日が沈むのが早くなり、夕日や昇りたての月を見る機会が増えてきました。この季節は、空を見上げる楽しみが多い時期でもあります。
「自称空好き」の私は、夕日や昇る月を眺めるのが好きで、この時期は特にアンドロメダやカシオペア、さらには土星や木星といった惑星の位置を確認するのも楽しみです。
ところで、皆さんは「今日の月は異常にデカい!」と感じたことがあるのではないでしょうか。もちろん、月が私たちに近づいているわけではありません。これは「錯覚」の一つです。では、なぜ昇りたての月や夕日が大きく感じられるのでしょうか?
この現象は、脳の素晴らしい補正機能によるものです。私たちの脳には、周囲の環境や物体と比較して相対的な大きさを判断する機能が備わっているのですが、時にはこの機能が誤った印象を与えることがあります。
例えば、空高く浮かぶ月は広大な空の中で小さく見えますが、地平線近くにある月は建物や木などと一緒に見えるため、脳がその相対的な大きさを自動補正し、実際よりも大きく感じてしまうのです。
この錯覚は、私たちの感覚が意外に頼りないことを示していると思います。もちろん、直感や感覚は非常に重要ですが、時には感覚が錯覚や誤解を引き起こすことがあります。これを認識しておくことで、より正確な判断ができるようになります。
特に、他者との会話や意見交換の際、一度気に入らない意見や態度に出会うと、その人全体を否定的に見てしまうことがあります。その結果、「どうせまた」と決めつけ、本質を理解することを妨げてしまうのです。特に感情が高ぶっているときは、正しい判断がしにくくなる傾向があります。
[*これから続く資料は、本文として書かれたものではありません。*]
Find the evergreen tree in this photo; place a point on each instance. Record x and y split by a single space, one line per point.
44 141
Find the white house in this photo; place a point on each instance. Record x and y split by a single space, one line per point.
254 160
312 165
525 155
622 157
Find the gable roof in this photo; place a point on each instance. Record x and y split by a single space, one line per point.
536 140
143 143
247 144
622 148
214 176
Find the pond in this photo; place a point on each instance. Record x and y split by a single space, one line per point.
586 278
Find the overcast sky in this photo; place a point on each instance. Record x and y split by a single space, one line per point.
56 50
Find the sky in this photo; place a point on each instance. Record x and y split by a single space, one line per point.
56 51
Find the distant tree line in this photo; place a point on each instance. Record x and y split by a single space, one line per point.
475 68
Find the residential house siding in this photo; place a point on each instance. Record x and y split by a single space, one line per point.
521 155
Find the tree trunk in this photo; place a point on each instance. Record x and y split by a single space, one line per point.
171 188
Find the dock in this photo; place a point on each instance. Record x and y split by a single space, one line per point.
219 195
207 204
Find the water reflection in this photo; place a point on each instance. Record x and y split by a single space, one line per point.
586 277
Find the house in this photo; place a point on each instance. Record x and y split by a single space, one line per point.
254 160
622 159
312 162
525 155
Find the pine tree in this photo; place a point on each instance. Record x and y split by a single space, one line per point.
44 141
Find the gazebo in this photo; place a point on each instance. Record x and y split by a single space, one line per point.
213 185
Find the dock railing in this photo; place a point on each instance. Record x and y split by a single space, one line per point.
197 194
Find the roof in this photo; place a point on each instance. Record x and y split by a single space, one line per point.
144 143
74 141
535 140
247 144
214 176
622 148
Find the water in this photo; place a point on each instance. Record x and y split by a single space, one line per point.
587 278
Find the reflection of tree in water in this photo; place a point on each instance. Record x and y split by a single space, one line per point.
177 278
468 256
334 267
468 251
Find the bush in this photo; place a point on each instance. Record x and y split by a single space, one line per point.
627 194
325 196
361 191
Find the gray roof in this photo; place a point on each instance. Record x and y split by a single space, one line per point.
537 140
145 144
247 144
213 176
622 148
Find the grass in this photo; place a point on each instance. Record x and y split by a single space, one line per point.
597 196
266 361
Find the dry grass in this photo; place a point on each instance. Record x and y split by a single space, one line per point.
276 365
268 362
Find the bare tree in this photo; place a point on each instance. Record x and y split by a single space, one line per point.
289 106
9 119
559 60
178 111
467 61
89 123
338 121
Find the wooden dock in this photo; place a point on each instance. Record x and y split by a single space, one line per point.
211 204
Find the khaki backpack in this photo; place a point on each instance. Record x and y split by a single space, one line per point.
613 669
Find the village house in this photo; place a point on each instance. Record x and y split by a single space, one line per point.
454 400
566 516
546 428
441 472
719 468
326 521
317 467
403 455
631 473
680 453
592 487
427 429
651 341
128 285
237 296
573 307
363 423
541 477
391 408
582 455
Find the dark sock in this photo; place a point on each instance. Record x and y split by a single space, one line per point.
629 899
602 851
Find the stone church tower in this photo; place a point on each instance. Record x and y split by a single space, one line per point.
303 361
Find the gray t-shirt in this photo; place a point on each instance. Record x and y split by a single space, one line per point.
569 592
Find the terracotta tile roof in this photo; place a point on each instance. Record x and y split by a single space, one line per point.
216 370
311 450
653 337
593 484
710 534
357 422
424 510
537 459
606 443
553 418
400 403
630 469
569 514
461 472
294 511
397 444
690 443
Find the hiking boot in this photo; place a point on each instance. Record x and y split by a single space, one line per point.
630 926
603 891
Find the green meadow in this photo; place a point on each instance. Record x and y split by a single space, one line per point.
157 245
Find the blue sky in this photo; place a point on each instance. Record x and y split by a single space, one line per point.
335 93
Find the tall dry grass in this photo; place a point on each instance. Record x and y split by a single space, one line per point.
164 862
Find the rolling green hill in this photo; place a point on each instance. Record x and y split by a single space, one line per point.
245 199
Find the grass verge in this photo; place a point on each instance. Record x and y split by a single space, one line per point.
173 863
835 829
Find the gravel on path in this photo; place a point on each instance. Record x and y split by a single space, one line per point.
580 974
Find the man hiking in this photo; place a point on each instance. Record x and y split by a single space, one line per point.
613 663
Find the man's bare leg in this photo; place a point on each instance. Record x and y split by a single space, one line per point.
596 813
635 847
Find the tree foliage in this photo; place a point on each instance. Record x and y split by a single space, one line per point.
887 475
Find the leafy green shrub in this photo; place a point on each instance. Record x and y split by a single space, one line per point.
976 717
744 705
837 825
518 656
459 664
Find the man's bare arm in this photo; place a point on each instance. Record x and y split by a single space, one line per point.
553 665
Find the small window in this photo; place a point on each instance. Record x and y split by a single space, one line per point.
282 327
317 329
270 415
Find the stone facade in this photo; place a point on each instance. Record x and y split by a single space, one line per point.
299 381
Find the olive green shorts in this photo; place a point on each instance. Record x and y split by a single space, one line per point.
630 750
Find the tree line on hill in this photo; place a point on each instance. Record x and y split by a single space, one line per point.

こういった思い込みや感覚の錯覚は、日常生活やビジネスでも私たちを誤った判断に導くことがあります。感覚が私たちを騙すことがあると認識し、他の視点や事実に基づいて冷静に判断することが必要です。
今年の中秋の名月は9月17日です。(ちなみに来年は10月6日)中秋の名月は、旧暦の8月15日にあたる満月を指します。
この時期日本では「月見」の風習があり、秋の空に大きく見える月を楽しみながら、収穫や豊作を祝う行事として親しんできました。秋は昼が短くなり、月の出が早くなり、長い時間月を楽しむことができます。こうした要素が重なり、この時期の月は特に美しいと感じられるのだと思います。
「今日の月は異常にデカい!」と感じるのと同様に、私たちの感覚も時には「これは大問題だ!」「これだけは許すわけにはいかない!」などと問題の大きさを錯覚することがあります。
冷静な視点を持ち、他者との協力や対話を通じて、バランスの取れた判断を心掛けたいと思います。